C’est par le sentiment du peu que je vaux pour ça et faute d’avoir éprouvé ce que l’amitié m’en ferait sûrement acquérir, que j’ai pu douter que vous m’en trouvassiez assez pour me charger de votre affaire. Mais un peu de patience, et j’espère qu’elle sera terminée plus vite que la chère sœur n’ose l’espérer (la voilà bien en train). Je suis persuadé que le mouton finira par conduire tous les ours possibles et ceux qu’il a d’abord arrêtés.
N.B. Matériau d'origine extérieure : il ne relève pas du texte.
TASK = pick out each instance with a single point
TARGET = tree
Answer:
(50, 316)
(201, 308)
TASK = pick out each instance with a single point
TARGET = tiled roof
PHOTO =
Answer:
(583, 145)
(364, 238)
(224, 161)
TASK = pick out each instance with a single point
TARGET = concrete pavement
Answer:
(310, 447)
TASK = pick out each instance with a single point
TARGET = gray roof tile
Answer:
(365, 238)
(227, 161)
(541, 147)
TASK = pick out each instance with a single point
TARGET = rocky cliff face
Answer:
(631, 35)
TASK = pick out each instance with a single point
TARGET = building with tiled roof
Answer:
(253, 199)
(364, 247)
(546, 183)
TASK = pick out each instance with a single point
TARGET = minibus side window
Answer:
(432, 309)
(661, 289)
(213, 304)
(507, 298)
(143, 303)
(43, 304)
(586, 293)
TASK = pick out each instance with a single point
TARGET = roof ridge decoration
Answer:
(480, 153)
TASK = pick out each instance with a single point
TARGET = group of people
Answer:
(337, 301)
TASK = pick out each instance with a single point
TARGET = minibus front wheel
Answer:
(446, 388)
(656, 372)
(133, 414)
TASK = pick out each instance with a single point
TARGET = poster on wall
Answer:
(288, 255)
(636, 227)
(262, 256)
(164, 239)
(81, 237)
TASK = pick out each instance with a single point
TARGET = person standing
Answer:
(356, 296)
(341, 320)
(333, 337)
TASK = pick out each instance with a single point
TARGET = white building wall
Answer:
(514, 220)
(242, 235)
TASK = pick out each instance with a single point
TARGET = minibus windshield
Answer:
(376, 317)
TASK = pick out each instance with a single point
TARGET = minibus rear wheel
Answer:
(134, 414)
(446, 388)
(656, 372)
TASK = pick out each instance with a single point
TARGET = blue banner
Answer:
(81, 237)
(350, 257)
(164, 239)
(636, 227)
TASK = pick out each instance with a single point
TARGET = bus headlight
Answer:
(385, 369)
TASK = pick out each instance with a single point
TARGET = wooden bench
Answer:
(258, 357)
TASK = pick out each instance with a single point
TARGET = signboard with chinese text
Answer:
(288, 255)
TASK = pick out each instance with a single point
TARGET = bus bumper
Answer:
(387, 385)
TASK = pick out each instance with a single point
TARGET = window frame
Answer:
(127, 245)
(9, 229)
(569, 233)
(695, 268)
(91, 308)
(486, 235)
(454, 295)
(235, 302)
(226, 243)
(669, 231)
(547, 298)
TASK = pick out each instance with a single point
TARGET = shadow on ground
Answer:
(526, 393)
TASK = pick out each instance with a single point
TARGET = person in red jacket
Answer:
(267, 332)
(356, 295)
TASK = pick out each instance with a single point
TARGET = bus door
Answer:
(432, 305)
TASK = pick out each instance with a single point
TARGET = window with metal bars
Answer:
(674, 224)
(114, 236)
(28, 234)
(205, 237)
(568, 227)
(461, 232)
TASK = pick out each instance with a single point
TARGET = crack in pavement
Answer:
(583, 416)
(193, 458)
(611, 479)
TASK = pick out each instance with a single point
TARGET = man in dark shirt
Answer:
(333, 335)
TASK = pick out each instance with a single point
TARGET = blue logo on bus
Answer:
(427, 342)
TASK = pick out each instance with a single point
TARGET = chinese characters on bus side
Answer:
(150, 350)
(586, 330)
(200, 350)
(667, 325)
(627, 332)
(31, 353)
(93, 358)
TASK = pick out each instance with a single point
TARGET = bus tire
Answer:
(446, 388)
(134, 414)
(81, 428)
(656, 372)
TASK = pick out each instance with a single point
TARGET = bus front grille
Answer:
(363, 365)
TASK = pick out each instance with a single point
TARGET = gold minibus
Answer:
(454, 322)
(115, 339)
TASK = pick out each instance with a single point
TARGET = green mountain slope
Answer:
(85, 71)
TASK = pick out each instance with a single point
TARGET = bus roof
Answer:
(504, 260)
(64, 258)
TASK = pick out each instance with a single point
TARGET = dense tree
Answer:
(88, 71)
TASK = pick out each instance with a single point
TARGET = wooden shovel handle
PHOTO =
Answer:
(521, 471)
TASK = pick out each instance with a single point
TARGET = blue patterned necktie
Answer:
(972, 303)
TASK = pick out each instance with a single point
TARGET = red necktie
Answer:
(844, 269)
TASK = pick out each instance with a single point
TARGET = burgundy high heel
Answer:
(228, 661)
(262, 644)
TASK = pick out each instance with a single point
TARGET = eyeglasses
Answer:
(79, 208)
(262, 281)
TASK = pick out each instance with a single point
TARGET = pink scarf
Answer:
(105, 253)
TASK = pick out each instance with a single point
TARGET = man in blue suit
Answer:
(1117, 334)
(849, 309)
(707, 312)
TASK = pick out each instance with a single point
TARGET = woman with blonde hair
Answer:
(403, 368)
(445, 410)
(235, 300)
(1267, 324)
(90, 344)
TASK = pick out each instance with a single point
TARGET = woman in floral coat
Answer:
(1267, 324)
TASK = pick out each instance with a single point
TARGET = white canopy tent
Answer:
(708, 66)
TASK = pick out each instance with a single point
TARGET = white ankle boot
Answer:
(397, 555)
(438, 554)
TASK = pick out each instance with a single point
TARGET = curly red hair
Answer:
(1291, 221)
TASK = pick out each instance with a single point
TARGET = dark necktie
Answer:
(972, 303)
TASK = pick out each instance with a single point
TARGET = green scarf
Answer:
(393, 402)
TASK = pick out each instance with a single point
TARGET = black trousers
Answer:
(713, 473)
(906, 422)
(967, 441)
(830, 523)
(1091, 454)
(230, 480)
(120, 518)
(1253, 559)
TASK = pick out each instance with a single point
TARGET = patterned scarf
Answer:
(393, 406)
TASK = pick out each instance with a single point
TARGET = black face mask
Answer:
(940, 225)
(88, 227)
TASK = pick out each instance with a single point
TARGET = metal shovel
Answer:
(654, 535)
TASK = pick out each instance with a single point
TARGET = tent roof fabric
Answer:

Et la petite Eudora, coupe-t-elle encore les restes des jarretières rouges[1] ? l’air grave et sérieux quelle y a mis a beaucoup amusé sa maman et nous a fait beaucoup rire. Nous avons fait hier un peu d’anglais avec M. Parault, qui est on ne peut pas plus sensible à votre souvenir et aux choses obligeantes que votre moitié lui a dites pour vous.

Il est sur le point de prendre aussi un nouveau parti. Le jeune homme qu’il a élevé va partir pour Londres. Se chargera-t-il d’un autre qu’on lui propose ! C’est ce qui n’est pas encore décidé pour lui ; mais, dans trois ou quatre ans, le père du premier promet de l’envoyer avec des avantages dans une maison de commerce qu’il a à Pondichéry. Moi, je serai à Charlestown ou à Philadelphie ; nous aurons, pour nous communiquer alors, peut-être des motifs d’affaires qui seraient fort doux, s’ils étaient toujours ainsi joints à tous ceux de l’amitié et d’une confiance parfaite. Vous philosopherez, mon ami, tranquillement au Clos sur l’agitation de la vie humaine ; nos lettres viendront vous y trouver, et nous, qui serons encore dans le tourbillon, nous serons consolés et soutenus en recevant les vôtres.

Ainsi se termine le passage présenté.